Five Things To Consider When Evaluating The Investment Potential Of Ground-Up Real Estate

By Ridaa Murad, founder of BREAKFORM | RE.

There are several different types of real estate investment projects — from rehabilitation and value-add to ground-up — each with its own potential risks and financial returns. For example, a rehabilitation project has less risk because the structure already exists; therefore, the overall planning and workload are much less than a brand new construction project, but the potential financial payoff may be smaller.

An example of a rehabilitation project could be the addition of a parking structure to a commercial building or the addition of a second floor to a single-family home, requiring no groundbreaking and simply adding to an existing structure.

A ground-up project may have a much larger potential financial reward, but the risk is high — the planning and workload are extensive, since it’s a “from scratch” build on a piece of dirt. Commercial office buildings, retail strip malls and new single-family homes are prime examples of ground-up real estate.

Understanding The Potential Risk Of Ground-Up Real Estate

There are many components of a ground-up real estate project that are unpredictable, which greatly increases the risk factor. While every real estate build is different, there are some commonalities to consider in order to properly evaluate the investment potential of a ground-up project.

1. Project Location

The physical location of a ground-up project plays a significant role in determining the overall risk factor, as building new real estate in Los Angeles, which is a hotbed for real estate in both prices and demand, poses far less of a risk than a build in a less-populated rural area.

My company’s primary focus is on projects around the southern coast of California, which is a thriving market compared to other areas — and considered to be the hottest housing market. When you are in a market that creates buyers before a project is even completed, that risk is further mitigated.

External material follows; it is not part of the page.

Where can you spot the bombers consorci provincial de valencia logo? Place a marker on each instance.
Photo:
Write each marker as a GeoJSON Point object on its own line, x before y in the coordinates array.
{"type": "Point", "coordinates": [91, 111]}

Look at data that naturally leads to real estate demand, such as high employment levels, large-brand expansion in the area and the rate of adult population growth. While there is no perfect or foolproof formula, all of this data can be evaluated and analyzed to help gauge how much risk is involved.

2. Typical Weather Conditions During Time Of Construction

Weather is one of the most important factors to consider when planning and budgeting a ground-up construction project. Severe cold fronts, rain and snow are just some elements that can contribute to delays in work, racking up additional costs and inconveniences.

Every delay, whether a day or a week, impacts the time frame to complete the project, which equates to more costs incurred. Again, I’m going to reference the primary area that my company works in — Los Angeles — as it’s the most ideal location for ground-up construction in relation to weather.

Why? Well, the temperature is fairly pleasant year-round, allowing for comfortable working conditions, and it very rarely rains, if at all. When the Los Angeles area does receive rain, it causes commotion because it’s such a rare occurrence.

If the project is located in an area that experiences extreme seasonal changes, such as Chicago or Atlanta, for example, then you need to take into consideration when the project is scheduled to start and how long it’s anticipated to take to complete. Match this timeline up with the local weather and see if there are any potential concerns that you need to further evaluate.

3. The Possibility Of Increased Material Costs

When initially budgeting for a construction project, it’s important to fully understand that the cost estimates can — and more than likely will — increase. A ground-up build can take several months to more than a year, depending on the size of the project, leaving plenty of opportunity to experience price increases on building materials.

In 2017, the cost to build in Los Angeles jumped 5.07%, topping the national average, ahead of both New York and Chicago.

You would be foolish to not anticipate increased material-related costs over the course of a build, which is why a deal needs to have enough of a margin built in to absorb the increase without eliminating the bottom line entirely. A deal with an initial thin margin estimate can end up in the red at the end due to an increase in the cost of materials.

4. Subcontractor Management, Scheduling And Logistics

Anytime you are dealing with subcontractors — and virtually every single construction project utilizes multiple vendors — you need to account for delays. It’s going to happen, from getting tied up at a previous location and arriving to the site late or simply not showing up at all — I’ve seen it all.

It’s not a matter of if the project will experience subcontractor problems, because it will; it’s more of a question of whether or not they will be a rare occurrence or a major problem that causes a domino effect of delays.

Ground-up real estate projects have several moving pieces that all need to work together in order to stay on schedule. A scheduling mistake or a logistical disaster can not only cause delays but possibly result in a complete shutdown while everything is sorted out.

5. Cost (Time And Money) In The Event Of Change Orders

A ground-up project involves every aspect of the build, from foundation to final finishes, which provides plenty of opportunities to change plans or even directions, which can increase the time it takes to finish, as well as the overall cost.

It happens, and while minor pivots and changes are expected, major changes and multiple occurrences can put the project far behind schedule and over budget — two things an investor fears the most.

You really need to take the project manager into consideration when evaluating risk. Experience and a proven track record help avoid pitfalls that claim many projects. The same deal with two different companies — one highly experienced and the other fairly new — can have very different outcomes from an investment standpoint.